Maria drew a deep, tremulous breath. Her thin, dark face was very intense. She could be dangerous now, Durell thought, filled with hatred because of the death of her brother. He hoped she knew how to control herself.

“I keep forgetting,” Maria said. “I have already taken the final step, by accepting you and helping you. There can be no greater danger. If you believe in Ilona Andrassy, then I will take the chance, too. I want only one thing. I do not want to die before I do something, before I can strike one more blow for Endre.”

“Perhaps the chance will come,” Durell told her.

The place she took him to was not an apartment house, but a tall old house squeezed between houses of similar vintage on a narrow side street lined with barren, spidery poplar trees that bent in the cold wind that blew from the east. There was a medieval quality to the ancient street, and Durell knew from the narrow thoroughfares and haphazard layout of the surrounding streets that he was in one of the oldest parts of Buda that dated back to when the plains of Hungary represented the farthest outpost of the old Roman Empire civilization. He could see where the narrow streets and twisting alleys could represent perfect traps for destroying modern tanks.

“How come the Tagys rate a house?” he asked quietly.

“It has been in the family for many years. For generations.”

“And it wasn’t taken from them when Dr. Tagy fled to the West?”

“For a time, yes. But no one else lived in it, and when Eva Tagy was released from prison, along with her children, she was permitted to return here. She has been living here ever since.”

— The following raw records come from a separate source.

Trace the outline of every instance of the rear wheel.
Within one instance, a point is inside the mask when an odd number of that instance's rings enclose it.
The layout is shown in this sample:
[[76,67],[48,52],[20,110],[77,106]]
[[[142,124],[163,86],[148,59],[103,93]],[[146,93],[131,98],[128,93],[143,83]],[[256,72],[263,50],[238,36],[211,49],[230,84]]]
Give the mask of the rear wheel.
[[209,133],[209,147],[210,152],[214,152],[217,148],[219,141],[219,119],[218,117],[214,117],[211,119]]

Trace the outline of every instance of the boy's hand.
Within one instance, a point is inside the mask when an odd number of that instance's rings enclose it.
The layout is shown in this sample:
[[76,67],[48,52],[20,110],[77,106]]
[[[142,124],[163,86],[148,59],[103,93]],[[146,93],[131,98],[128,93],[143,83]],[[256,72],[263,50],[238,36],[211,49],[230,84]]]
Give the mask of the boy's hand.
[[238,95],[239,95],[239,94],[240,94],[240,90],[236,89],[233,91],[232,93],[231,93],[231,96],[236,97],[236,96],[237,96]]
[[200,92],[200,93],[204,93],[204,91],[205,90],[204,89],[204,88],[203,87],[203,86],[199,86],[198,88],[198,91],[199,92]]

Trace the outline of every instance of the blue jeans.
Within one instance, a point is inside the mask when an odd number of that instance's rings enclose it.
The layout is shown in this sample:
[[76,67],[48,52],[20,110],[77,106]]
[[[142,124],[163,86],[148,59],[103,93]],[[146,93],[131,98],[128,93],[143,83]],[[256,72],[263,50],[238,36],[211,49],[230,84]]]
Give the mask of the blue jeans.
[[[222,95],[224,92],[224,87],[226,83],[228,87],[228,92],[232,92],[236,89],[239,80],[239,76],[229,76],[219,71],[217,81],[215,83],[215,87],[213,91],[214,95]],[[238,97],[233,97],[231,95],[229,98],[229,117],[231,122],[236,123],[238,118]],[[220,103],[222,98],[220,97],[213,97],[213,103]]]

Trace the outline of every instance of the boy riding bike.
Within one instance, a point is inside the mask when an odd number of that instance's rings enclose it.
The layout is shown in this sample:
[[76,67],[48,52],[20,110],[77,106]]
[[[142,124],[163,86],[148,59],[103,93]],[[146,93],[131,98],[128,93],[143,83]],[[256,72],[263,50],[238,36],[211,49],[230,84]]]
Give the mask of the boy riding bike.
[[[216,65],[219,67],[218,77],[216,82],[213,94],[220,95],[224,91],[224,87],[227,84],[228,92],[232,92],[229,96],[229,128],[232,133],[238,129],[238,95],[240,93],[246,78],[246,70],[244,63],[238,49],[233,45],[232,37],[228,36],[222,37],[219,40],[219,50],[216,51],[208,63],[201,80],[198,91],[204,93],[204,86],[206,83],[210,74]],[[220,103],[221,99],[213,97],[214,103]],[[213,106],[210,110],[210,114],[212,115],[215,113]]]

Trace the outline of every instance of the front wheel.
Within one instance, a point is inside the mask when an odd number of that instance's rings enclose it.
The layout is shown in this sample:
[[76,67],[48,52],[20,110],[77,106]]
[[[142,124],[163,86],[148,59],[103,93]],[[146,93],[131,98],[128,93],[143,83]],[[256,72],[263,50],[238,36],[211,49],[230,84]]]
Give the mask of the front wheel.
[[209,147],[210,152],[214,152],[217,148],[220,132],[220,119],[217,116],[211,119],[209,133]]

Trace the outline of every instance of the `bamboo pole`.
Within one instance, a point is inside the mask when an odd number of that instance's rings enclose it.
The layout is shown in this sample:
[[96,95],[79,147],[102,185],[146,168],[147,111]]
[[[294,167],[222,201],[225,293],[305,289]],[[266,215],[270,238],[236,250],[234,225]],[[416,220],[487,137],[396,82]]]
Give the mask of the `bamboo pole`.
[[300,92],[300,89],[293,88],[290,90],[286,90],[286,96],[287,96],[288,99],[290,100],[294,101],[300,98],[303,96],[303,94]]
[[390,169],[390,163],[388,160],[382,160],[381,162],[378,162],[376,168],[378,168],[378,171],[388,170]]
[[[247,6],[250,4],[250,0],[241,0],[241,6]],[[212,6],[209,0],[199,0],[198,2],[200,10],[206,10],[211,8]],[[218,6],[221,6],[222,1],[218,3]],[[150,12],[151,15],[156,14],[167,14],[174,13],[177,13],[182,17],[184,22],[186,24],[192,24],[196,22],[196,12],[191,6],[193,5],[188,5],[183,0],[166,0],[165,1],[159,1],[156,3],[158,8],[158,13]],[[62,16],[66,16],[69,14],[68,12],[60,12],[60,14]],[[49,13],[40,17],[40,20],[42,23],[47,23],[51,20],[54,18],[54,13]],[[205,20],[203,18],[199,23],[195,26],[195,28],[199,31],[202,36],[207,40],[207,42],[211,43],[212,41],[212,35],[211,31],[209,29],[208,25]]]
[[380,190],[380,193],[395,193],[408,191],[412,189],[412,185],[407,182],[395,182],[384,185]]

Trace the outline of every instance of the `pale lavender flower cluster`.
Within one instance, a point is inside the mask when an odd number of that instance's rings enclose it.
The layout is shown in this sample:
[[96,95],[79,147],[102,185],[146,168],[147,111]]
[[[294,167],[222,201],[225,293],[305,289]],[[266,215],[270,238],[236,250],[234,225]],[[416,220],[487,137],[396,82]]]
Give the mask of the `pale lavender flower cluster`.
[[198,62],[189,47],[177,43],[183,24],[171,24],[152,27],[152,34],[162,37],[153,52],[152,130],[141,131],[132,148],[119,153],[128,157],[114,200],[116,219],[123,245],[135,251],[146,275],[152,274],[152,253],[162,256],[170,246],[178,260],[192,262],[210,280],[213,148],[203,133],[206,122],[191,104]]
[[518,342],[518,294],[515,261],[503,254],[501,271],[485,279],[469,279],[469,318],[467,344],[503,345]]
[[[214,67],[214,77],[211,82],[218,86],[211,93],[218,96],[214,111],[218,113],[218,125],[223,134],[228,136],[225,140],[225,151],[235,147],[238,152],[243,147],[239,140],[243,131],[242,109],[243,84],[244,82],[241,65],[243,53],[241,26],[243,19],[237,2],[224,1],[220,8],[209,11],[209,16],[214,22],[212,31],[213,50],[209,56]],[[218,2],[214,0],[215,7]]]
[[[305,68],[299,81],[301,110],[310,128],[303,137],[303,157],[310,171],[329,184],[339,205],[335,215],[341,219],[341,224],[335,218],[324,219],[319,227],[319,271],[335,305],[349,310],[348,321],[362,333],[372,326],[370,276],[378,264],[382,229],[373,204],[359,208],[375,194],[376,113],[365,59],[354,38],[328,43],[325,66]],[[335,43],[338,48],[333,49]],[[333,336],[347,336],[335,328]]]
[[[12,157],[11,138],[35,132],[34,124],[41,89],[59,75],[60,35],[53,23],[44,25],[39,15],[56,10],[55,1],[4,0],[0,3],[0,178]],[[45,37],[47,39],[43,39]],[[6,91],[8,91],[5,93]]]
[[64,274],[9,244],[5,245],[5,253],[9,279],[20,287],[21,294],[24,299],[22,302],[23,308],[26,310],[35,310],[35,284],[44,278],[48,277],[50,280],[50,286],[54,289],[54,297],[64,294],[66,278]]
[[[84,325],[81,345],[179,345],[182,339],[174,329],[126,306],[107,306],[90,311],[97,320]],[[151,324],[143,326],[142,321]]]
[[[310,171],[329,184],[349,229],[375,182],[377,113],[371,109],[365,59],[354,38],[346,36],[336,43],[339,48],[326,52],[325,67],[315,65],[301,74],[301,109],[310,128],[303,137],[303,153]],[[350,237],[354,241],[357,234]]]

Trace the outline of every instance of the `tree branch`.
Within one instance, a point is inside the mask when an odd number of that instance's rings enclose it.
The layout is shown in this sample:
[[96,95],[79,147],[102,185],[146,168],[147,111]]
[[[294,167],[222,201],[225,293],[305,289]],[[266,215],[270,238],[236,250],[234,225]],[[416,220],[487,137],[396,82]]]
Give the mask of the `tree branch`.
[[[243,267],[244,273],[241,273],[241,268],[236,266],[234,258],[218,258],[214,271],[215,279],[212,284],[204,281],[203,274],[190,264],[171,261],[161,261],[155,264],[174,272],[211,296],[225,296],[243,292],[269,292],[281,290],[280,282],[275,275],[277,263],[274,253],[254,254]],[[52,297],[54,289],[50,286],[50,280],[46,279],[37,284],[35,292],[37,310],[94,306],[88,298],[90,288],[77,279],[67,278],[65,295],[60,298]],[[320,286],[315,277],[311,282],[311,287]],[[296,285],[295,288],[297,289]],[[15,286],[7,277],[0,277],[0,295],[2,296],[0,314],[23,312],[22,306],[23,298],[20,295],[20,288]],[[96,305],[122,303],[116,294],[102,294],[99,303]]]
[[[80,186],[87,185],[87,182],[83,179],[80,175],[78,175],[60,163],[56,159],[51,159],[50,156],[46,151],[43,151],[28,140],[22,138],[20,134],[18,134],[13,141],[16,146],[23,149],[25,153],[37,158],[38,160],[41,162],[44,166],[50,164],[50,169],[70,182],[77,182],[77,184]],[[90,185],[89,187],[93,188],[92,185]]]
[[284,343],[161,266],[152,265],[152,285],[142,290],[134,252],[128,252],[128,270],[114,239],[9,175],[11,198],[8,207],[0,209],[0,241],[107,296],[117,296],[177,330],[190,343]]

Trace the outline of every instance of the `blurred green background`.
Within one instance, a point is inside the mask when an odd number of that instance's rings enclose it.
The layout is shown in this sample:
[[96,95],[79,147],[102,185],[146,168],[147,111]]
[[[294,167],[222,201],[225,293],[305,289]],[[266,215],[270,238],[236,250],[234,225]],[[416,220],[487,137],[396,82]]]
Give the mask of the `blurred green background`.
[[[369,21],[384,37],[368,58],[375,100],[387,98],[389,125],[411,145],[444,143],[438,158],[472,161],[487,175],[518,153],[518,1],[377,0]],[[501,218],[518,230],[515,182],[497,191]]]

“What about the children?”

“The little girl is gone. She disappeared. Probably she was killed last October. But there is a young son, Janos. About fifteen, I think. He was not involved in any of the fighting, because he was ill in the hospital with pneumonia at the time. It is the only thing that saved him from deportation, I’m sure.”

They walked past the house. There were ornate balconies in front of the bay windows of the stone fagade, and a steeply pitched tiled roof with ornate eave copings. Nothing stirred behind the windows. Like all the other houses in the city, it gave Durell the impression of sullen people hiding in silence behind locked doors.

“Do you think anyone is at home?”

“Mrs. Tagy will be there. The boy might be at school today. There is no place for the mother to go. She is rejected by the state, and refused anything but the most menial, hardest jobs. Someone is in there. We can go in the back way, if you wish.”

They turned the corner into a narrow alley, a slot between high board fences in sad need of repair. Once there had been small, elegant gardens and terraces flourishing here, with views of the city below from this slope of hill; but ugly modern apartment buildings blocked out the view of the river now, and an air of desolation, neglect and decay was everywhere. They waited until a lone passenger car went by, one of the few Durell had seen in the city this morning, and then turned into the alley. Various gates opened into the wide back yards of the houses flanking the Tagy residence.